店側から通報を受けた浅草署は、私服警官を喫茶店に緊急配置させ厳戒態勢に入り、膠着状態が長く続いたため署員に促され一度両組織の話し合いの場を解散させた。
- この事件に関し、管轄署員が目撃した内容を報道機関関係者に説明した話しでは、貴広会側の組員は、どうも関東出身者が関西の「山口組」をアピールするつもりだったのか、
話し方が映画の影響を受けたかのような、聞きなれない関西弁や広島弁、九州弁が混ざり合った口調で大声で話す姿に違和感を感じたという。
浅草発砲事件
- 店内から解散させた十数分後、喫茶店前で外部の者であろう人物と携帯電話でやりとりしていた片桐ら2名は、再び店内に戻り話し合いを始めたところ、喫茶店内に待機していた数十人の貴広会組員に一気に囲まれ、威圧行為からエスカレートし怒号や罵声を浴びせられ始めた。
全く話しにもならないと判断した片桐は無言のまま、テーブル向かいに座る貴広会責任者と威圧言動を先導する者に拳銃を発砲した。これにより貴広会若頭補佐・関東責任者・中川総業?組長・中川謙一?が頭部銃創により即死。川口総業?若頭・末吉民男?が意識不明の重体となり、後に死亡した。川口総業?組長の川口京孝?ら2人は重軽傷を負った。

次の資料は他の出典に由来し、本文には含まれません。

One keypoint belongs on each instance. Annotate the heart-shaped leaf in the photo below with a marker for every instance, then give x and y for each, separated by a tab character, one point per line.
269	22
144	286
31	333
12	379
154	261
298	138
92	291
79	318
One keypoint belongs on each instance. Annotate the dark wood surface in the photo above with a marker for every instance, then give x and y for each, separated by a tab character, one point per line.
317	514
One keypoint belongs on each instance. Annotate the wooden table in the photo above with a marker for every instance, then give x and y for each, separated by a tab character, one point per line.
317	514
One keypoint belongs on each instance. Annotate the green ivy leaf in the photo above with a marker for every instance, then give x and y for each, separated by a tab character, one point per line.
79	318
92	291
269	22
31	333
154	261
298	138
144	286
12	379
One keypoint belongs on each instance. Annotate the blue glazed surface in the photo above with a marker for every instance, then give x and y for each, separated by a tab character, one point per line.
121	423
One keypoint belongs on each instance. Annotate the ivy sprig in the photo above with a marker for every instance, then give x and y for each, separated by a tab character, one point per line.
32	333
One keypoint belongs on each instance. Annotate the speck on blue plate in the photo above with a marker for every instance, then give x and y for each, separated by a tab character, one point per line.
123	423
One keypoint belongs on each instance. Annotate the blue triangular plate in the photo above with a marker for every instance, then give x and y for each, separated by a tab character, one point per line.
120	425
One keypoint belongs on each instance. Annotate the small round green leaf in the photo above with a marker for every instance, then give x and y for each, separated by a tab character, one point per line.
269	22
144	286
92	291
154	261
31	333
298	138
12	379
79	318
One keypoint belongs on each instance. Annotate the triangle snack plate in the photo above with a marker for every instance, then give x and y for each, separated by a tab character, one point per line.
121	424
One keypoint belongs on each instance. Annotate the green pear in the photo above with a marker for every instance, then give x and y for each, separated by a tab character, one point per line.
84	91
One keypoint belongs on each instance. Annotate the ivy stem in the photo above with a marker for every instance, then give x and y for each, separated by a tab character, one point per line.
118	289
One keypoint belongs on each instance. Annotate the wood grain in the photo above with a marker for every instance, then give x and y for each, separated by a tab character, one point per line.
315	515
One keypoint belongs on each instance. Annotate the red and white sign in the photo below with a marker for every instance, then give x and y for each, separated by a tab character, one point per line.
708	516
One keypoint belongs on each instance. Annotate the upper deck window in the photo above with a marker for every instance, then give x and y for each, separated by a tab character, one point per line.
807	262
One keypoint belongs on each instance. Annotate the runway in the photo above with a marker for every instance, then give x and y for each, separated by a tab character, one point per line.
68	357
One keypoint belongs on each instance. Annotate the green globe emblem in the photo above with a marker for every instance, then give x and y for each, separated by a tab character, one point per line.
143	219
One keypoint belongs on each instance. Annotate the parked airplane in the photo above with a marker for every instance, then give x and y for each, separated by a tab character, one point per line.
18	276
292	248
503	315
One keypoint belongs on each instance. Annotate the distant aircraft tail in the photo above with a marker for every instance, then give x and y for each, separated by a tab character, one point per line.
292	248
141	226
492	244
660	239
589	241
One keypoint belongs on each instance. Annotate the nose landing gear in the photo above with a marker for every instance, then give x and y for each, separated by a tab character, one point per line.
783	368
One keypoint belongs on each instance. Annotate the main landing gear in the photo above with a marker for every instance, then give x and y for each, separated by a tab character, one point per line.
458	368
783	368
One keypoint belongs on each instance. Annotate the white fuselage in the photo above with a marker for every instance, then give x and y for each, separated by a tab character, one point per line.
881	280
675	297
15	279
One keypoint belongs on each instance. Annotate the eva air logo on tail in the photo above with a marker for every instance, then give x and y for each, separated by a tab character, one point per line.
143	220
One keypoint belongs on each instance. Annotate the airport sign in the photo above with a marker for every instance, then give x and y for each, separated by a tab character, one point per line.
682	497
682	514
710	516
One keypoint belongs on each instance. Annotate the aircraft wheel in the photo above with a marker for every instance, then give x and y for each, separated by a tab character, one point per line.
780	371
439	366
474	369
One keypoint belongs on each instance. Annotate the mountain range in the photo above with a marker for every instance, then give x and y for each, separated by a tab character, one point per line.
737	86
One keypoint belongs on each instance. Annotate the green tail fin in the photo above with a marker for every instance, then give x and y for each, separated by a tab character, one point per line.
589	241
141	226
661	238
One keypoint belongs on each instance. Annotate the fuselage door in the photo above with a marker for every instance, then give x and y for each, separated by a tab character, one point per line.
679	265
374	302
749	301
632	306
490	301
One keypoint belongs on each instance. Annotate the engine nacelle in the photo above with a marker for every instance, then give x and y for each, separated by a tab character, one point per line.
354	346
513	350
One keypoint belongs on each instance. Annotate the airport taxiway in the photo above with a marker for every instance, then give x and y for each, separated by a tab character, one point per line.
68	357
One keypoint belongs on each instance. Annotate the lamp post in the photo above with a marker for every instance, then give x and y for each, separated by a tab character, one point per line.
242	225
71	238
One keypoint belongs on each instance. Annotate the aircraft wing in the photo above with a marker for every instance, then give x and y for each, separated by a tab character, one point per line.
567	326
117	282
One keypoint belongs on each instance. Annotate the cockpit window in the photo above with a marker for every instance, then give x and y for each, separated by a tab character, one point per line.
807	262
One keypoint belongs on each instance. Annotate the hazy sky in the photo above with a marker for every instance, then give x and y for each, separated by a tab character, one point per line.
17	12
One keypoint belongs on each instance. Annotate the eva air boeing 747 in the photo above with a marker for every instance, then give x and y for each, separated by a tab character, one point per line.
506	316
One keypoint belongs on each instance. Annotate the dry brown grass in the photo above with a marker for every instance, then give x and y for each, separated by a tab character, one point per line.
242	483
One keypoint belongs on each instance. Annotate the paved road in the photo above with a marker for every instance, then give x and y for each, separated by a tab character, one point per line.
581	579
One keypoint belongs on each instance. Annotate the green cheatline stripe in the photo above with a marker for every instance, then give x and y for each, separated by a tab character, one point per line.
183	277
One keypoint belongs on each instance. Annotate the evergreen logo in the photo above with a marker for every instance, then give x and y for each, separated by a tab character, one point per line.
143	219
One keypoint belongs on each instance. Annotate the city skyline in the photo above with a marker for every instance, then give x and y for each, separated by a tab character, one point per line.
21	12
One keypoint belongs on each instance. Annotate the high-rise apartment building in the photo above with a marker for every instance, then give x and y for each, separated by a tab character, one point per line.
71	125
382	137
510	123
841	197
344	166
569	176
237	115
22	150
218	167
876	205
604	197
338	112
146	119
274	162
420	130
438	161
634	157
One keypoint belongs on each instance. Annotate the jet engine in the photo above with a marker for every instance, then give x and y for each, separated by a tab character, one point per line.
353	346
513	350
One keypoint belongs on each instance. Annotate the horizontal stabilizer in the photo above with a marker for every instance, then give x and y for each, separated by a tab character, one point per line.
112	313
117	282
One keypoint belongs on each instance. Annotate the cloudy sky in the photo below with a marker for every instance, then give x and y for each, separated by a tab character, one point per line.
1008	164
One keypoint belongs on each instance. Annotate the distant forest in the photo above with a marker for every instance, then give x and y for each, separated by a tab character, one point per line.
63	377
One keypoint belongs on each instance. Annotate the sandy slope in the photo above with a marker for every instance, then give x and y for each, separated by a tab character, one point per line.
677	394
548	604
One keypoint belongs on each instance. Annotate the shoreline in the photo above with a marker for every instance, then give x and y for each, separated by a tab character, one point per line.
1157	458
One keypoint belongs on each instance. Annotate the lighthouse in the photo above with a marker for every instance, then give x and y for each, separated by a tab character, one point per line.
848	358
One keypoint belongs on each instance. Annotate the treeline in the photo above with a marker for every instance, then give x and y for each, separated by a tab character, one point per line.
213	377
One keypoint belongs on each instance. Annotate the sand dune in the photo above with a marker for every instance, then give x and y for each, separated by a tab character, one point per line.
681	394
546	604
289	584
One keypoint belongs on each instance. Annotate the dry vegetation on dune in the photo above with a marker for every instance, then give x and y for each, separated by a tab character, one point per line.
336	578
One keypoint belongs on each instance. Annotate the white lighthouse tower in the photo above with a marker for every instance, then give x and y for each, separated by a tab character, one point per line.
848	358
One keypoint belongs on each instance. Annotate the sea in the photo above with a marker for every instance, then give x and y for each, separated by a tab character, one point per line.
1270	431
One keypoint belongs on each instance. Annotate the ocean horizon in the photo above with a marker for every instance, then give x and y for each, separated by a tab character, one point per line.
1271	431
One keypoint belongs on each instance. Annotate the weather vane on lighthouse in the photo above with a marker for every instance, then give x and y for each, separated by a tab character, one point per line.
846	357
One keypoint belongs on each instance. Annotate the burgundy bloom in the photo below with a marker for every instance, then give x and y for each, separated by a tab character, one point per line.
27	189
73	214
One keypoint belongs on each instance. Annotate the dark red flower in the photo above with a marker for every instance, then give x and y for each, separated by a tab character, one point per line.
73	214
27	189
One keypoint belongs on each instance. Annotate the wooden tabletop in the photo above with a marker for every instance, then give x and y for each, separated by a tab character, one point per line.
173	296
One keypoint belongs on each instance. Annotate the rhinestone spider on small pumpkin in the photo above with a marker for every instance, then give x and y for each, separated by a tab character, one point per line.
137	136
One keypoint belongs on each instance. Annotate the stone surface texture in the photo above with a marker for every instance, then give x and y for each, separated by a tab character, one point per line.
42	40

- この事件により、銃刀法違反・殺人容疑で現行犯逮捕され、取り調べにも素直に応じ全ての責任を認めた。故人の家族関係者へ示談中に検察側から求刑を出されたが、一度上告し、後に高裁から無期懲役の判決を受け服役となった。
抗争の終結
- 大勢で押しかけ威圧行為をし、その結果2名を射殺された故人に対する示談金は支払われたが、五代目山口組・貴広会側には慰謝料は払われなかったという。この事件により貴広会側の騒動も終息に向かったが、貴広会執行部はこれを重く受け止め、勝ち負けよりも大勢で押しかけ逆に2名の死者を出し、行為に参加した者を強く問い詰め、処分した。
- 起訴後、身柄を東京拘置所に移された際、当時関東二十日会加盟組織の代紋頭らの多くが面会に訪れたとされる。